Though the philosophy of the Progressive Forum is antithetical to the Tea Party movement, it is similar in its focus on partisan grassroots organizing to bring like-minded citizens together, Hempfling said.

Anyone within the labor, peace, environmental, civil rights, women and gay rights movements or who espouse progressive beliefs are invited to join the forum. The meetings are for progressives to strategize and support one another, not to hash out a shared agenda or debate with those who disagree, Hempfling said.

The forum will help address the problem that progressives, both locally and in the nation, are more focused on their own issues rather than the progressive cause as a whole, Hempfling said.

“There are many people here who consider themselves progressive or liberal and they’re active in particular issues, but there hasn’t been a place to come together across those specific issues,” she said. In addition to political action, Hempfling said she hopes a new group of village leaders will arise.

“These are the places where people develop their political ideas and thinking,” Hempfling said.

Though the first forum is focused largely on labor organizing, Jacobs said he believes Issue 2 will have national repercussions and could be a way for the progressive movement to gain ground.

“It is an opportunity for working class people to say ‘enough — we’re tired of being scapegoated.’” Jacobs said. “It’s absolutely critical because there is no other force in the country [besides the labor movement] with the strength and ability to change the conversation.”

Voting no on Issue 2 would be a vote to repeal Senate Bill 5, signed into law by Gov. John Kasich in March. The law restricts the ability of public employees in Ohio to collectively bargain and strike and would negatively impact local teachers and schools, according to Blake, who teaches language arts at McKinney Middle School. Senate Bill 5 undermines the ability of the local administration and teachers’ union to work collaboratively to improve education in the district, she added.

“It’s a setback on our workers’ rights and our possibility of threatening working conditions and the public’s perception of educators,” said Blake, who has taught in the district for 15 years.

Yellow Springs Superintendent Mario Basora said he personally agrees that Senate Bill 5 has negative implications and that it “dehumanizes teachers.”

“Clearly it’s having an impact on teacher morale statewide and across the country,” said Basora, speaking personally and not as a representative of the district. More concerning to Basora is House Bill 136, which would create a voucher program paid by local school districts that students could use to attend private schools. Last week Basora opposed the proposed measure in testimony before the House Education Committee, scheduled to vote on the bill next week.

“Senate Bill 5 is a big issue but there are other pieces of legislation coming down the pike that are nearly as alarming,” Basora said. “It is my opinion that House Bill 136 will do more to destroy Yellow Springs schools in the future than anything I’ve seen since I’ve been in education.”
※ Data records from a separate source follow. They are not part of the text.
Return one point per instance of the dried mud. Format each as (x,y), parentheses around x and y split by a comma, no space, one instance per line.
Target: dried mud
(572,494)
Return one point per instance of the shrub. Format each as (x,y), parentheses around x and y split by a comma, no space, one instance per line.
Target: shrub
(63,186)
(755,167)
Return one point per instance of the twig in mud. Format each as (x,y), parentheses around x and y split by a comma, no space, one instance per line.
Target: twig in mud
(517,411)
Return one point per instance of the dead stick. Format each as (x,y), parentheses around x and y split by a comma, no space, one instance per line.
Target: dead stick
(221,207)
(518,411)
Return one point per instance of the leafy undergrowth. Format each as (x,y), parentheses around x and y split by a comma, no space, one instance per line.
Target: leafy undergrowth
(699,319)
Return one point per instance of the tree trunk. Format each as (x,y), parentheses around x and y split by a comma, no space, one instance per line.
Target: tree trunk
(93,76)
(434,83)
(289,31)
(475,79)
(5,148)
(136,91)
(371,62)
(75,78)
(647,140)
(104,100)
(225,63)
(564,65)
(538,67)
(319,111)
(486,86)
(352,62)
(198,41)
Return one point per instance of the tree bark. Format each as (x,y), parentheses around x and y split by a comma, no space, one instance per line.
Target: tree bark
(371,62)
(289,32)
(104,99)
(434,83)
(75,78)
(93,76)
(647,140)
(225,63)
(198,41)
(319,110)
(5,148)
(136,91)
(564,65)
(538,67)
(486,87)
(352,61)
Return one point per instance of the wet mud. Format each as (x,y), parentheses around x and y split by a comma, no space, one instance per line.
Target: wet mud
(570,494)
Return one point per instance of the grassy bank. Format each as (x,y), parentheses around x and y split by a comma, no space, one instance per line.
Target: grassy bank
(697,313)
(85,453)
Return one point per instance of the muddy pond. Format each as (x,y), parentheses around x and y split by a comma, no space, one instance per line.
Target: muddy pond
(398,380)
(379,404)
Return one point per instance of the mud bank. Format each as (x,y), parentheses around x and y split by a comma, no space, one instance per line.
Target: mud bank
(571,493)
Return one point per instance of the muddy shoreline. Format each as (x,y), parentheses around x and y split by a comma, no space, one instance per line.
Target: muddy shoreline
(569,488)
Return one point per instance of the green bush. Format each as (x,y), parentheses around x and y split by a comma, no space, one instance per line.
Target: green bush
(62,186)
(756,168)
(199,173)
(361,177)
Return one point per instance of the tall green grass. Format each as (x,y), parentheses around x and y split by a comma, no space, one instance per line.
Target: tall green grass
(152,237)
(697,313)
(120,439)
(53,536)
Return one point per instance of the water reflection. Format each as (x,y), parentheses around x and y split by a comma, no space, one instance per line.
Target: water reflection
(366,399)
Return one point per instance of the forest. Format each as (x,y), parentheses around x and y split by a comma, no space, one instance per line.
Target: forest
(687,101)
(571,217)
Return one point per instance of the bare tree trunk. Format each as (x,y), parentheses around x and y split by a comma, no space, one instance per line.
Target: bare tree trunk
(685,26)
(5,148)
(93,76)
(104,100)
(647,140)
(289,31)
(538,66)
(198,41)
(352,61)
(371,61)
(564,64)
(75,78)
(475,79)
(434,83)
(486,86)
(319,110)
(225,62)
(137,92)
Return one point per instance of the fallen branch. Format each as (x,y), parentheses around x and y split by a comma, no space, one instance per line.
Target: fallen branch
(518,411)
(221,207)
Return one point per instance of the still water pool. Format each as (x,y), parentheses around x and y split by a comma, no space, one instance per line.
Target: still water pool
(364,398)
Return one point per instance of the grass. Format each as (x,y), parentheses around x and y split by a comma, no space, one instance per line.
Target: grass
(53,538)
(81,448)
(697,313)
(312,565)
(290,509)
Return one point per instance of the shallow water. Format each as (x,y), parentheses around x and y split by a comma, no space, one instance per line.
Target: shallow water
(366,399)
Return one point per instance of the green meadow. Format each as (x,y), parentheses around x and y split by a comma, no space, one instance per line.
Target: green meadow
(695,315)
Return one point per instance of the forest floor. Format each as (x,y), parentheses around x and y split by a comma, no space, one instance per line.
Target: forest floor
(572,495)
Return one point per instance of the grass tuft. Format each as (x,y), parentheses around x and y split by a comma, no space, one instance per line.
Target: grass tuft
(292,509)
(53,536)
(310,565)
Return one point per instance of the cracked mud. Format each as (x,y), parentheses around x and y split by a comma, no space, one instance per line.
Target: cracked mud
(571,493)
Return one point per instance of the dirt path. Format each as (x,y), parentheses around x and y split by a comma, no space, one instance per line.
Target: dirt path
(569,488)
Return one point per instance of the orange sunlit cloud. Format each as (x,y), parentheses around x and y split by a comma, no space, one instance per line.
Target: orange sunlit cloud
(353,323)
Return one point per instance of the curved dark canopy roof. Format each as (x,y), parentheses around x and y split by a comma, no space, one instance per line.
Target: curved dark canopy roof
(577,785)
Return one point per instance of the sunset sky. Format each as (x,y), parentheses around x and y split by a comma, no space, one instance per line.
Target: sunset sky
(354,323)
Also worrisome to progressives is House Bill 194, signed into law by Gov. Kasich in July, which reduces the early voting period from 35 days to, effectively, 11 days; restricts election boards from sending out absentee ballots, and limits poll workers in assisting voters, according to Jacobs. Because those who voted for the Democratic candidate in the last presidential election voted early at a far greater rate than those who voted for the Republican candidate, the law is partisan, Jacobs said.

“It’s one way to limit the participation of a group who [legislators] felt weren’t going to vote for their candidate,” he said. To stop the enforcement of House Bill 194 during the 2011 and 2012 elections, activists need to get 231,000 signatures to put a referendum on the ballot in 2012.

Jacobs will also brief progressives on the coming battle over federal Congressional re-districting and re-apportionment for statewide offices, which would virtually guarantee Republicans 12 of Ohio’s 16 remaining congressional seats even though the state is evenly divided between Democrats and Republicans, he said.